Ветер шумит в верхушках тополей. Как-то зловеще, подобно змее, шевелится вода на стремнине. Огромный мир вокруг вдруг стал почти враждебным!
- А что, если по дамбе пойдет какой лихой человек да заметит ее белеющую во тьме  блузку?
Девушка прижалась к дереву со стороны реки, обхватив руками его шершавый ствол, напрягая слух, стараясь различить в сотнях еле уловимых звуков Его шаги, треск сухой ветки или хотя бы движение воздуха.
Все было безмолвно.
И тут Мария почувствовала на своей, остывшей от страха, руке Его горячую ладонь!
Далее нужны  были всего несколько мгновений, чтобы снова все пространство вокруг наполнилось нежной гармонией звуков, которую они ощущали уже в самих себе. Крепко обнявшись, они наслаждались неповторимым запахом, теплом и близостью друг друга!
Неумело поцеловавшись, они побежали к воде. Мария ловко запрыгнула в привязанную к железному столбику лодку, помахав рукой, села на перекладину. Иван тихонько, но с силой, оттолкнул лодку от берега, и она далеко и быстро поплыла на длинной веревке по течению.

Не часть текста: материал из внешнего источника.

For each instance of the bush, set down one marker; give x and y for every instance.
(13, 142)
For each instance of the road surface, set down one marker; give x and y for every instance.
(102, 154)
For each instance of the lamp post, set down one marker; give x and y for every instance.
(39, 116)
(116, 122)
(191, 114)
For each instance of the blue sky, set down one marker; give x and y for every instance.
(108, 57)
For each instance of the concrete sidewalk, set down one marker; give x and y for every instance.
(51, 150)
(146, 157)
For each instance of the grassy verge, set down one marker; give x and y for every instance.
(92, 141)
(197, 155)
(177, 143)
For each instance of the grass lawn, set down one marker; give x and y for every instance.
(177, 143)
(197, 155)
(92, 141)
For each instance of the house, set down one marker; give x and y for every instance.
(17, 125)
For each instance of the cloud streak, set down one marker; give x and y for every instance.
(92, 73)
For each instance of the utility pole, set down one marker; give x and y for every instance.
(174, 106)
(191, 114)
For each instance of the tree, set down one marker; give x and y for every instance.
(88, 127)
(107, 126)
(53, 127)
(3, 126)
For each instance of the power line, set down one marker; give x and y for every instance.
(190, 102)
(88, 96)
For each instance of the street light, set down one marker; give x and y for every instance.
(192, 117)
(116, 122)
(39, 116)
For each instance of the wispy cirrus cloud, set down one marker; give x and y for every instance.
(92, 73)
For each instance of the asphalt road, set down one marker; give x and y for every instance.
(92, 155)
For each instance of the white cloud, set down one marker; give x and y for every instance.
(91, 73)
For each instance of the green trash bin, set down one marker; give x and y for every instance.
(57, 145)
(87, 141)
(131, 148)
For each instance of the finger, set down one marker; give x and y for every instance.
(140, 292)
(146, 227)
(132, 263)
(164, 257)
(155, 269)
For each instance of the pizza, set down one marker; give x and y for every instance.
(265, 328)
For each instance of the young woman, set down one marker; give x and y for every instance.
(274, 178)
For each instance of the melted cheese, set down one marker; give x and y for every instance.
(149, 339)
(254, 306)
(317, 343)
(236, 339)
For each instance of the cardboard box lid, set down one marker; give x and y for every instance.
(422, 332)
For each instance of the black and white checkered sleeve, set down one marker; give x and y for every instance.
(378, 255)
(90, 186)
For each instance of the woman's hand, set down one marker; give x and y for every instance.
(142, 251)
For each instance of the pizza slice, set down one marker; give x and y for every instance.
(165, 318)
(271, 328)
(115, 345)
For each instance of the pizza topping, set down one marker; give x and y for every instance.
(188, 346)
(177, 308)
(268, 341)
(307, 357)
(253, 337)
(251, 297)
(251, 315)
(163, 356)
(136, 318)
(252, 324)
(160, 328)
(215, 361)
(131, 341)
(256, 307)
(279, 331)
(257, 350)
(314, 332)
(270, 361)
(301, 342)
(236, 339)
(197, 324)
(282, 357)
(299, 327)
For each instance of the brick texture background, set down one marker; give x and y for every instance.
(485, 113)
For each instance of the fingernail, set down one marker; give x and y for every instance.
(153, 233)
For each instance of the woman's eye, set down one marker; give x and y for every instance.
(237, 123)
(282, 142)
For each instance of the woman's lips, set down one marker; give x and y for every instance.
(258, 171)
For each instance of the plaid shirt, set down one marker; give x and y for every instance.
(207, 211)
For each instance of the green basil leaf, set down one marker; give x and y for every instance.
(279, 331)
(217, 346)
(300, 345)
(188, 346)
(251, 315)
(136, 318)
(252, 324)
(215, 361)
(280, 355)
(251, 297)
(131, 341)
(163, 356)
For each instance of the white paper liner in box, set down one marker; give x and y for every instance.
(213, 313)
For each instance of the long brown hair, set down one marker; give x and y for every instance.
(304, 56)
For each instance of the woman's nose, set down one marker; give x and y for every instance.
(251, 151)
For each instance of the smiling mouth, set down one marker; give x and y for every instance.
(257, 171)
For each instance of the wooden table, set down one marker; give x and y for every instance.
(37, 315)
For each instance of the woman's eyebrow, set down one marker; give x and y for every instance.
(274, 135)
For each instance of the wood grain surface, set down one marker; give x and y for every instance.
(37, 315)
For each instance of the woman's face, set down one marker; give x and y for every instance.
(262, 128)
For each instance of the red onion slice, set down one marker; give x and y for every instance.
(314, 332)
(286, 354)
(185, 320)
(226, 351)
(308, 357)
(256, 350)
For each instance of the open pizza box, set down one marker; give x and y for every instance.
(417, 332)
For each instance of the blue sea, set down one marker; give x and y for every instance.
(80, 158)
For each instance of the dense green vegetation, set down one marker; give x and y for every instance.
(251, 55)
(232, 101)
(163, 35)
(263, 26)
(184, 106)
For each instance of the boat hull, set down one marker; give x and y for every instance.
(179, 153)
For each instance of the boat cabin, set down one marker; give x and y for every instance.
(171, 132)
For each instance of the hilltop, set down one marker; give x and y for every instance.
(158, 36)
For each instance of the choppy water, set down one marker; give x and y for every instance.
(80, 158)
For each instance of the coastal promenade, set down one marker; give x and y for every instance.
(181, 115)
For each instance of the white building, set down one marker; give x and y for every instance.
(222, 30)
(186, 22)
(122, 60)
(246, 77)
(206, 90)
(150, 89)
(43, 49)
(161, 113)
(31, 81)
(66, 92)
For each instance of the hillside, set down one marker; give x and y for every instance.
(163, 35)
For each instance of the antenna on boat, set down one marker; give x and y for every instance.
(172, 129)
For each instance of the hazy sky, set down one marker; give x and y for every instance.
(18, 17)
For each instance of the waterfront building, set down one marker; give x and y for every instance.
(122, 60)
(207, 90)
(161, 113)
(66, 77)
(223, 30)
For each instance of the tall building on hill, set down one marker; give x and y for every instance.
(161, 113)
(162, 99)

Уже второй раз за этот вечер Марии стало не на шутку страшно.
- А вдруг веревка оторвется или столбик выдернется? И унесет ее сильное течение в черную ночь …
Она схватилась рукой за веревку. Но Иван уже ловко подтянул лодку на прибрежный   песок и сам сел рядом, снова оттолкнувшись от берега. Обняв ее, он показал рукой на тонкую скибку народившегося месяца, и негромко пропел:
- Ничь яка мисячна, ясная, зоряна!
Видно, хоть голки збирай!
Выйди, коханая, працею зморена,
Хоть на хвылыночку в гай!
Он взял ее за руку и сказал:
- Ночь–то пока не ясная и не зоряна, а вот дивчинка, наверное, работой уморена?
- Нисколечко!
-Снова воду носила Манечка! Небось, убиралась, старалась мать задобрить? Уморилась?
- Нисколечко!
- Я так рад, что ты вырвалась из дома!- сказал юноша, ласково сжимая  ее руку в своих ладонях.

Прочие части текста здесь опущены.